From 487b374852b5ec271e4ef222cb77d6d97c2f38ad Mon Sep 17 00:00:00 2001
From: Alan Ng <15185920+alanngnet@users.noreply.github.com>
Date: Tue, 14 May 2024 14:39:23 -0500
Subject: [PATCH] explanation of "mode" hyperparameter
---
README.md | 2 +-
1 file changed, 1 insertion(+), 1 deletion(-)

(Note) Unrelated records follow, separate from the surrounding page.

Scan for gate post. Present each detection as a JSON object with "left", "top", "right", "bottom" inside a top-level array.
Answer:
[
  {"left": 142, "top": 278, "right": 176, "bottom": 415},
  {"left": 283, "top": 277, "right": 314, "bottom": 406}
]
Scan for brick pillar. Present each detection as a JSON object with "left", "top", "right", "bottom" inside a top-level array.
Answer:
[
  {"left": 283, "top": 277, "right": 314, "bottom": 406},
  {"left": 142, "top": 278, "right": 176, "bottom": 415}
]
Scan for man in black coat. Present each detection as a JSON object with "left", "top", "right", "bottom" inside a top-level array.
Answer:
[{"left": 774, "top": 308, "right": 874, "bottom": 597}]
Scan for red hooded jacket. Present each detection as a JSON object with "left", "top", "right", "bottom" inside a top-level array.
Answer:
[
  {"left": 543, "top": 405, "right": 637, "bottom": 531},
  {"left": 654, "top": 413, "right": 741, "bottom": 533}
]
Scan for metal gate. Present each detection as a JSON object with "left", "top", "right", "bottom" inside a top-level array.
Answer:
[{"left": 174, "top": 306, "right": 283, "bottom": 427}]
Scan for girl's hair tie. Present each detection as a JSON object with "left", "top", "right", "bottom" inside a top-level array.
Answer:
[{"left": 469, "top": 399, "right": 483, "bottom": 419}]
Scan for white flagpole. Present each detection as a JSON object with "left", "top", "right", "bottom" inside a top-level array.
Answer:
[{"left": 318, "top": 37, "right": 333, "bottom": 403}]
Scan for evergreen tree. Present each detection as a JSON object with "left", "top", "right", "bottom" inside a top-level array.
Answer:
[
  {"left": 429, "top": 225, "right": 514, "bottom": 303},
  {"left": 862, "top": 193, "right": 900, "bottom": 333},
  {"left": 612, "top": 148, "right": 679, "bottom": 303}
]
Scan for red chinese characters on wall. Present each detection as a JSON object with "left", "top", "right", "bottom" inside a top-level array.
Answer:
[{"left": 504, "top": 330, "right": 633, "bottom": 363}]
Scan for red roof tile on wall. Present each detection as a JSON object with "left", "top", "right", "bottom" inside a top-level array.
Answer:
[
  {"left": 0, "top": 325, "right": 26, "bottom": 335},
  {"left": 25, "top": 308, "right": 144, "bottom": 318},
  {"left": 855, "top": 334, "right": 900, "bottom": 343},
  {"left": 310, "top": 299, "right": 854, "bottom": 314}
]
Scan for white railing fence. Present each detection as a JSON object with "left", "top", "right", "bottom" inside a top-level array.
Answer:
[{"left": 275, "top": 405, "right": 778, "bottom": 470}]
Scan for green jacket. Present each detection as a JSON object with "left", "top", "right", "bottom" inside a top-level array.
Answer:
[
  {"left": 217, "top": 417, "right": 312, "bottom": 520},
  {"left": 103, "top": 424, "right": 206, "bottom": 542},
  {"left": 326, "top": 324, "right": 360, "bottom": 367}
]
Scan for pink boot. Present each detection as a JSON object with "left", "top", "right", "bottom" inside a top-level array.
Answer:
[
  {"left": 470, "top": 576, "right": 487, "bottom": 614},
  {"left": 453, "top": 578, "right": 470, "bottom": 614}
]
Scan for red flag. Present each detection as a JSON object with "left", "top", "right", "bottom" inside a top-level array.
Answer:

diff --git a/README.md b/README.md
index 9012520..be11f94 100644
--- a/README.md
+++ b/README.md
@@ -190,7 +190,7 @@ The hparams.yaml file located in the "config" subfolder of the path you provide
| device | 'mps' or 'cuda', corresponding to your GPU hardware and PyTorch library support. Theoretically 'cpu' could work but untested and probably of no value. |
| early_stopping_patience | how many epochs to wait for validation loss to improve before early stopping |
| mean_size | See `chunk_s` above. An integer used in combination with `chunk_frame` to define the length of the chunks. |
-| mode | "random" (default) or "defined". Changes behavior of AudioFeatDataset related to how it cuts each audio sample into chunks. "random" is described in CoverHunter code as "cut chunk from feat from random start". "defined" is described as "cut feat with 'start/chunk_len' info from line"|
+| mode | "random" (default) or "defined". Changes behavior of AudioFeatDataset related to how it cuts each audio sample into chunks. "random" is described in CoverHunter code as "cut chunk from feat from random start". "defined" is described as "cut feat with 'start/chunk_len' info from line." We observed better training results using "defined" when working with datasets that are very consistently trimmed so that CSI-relevant audio always starts right at the beginning of the recording. "random" would be better when CSI-irrelevant audio may be present at the start of many of your audio data samples. |
| m_per_class | From CoverHunter code comments: "m_per_class must divide batch_size without any remainder" and: "At every iteration, this will return m samples per class. For example, if dataloader's batch-size is 100, and m = 5, then 20 classes with 5 samples iter will be returned." |
| spec_augmentation | spectral(?) augmentation settings, used to generate temporary data augmentation on the fly during training. CoverHunter settings were:
`random_erase`:
`prob`: 0.5
`erase_num`: 4
`roll_pitch`:
`prob`: 0.5
`shift_num`: 12 |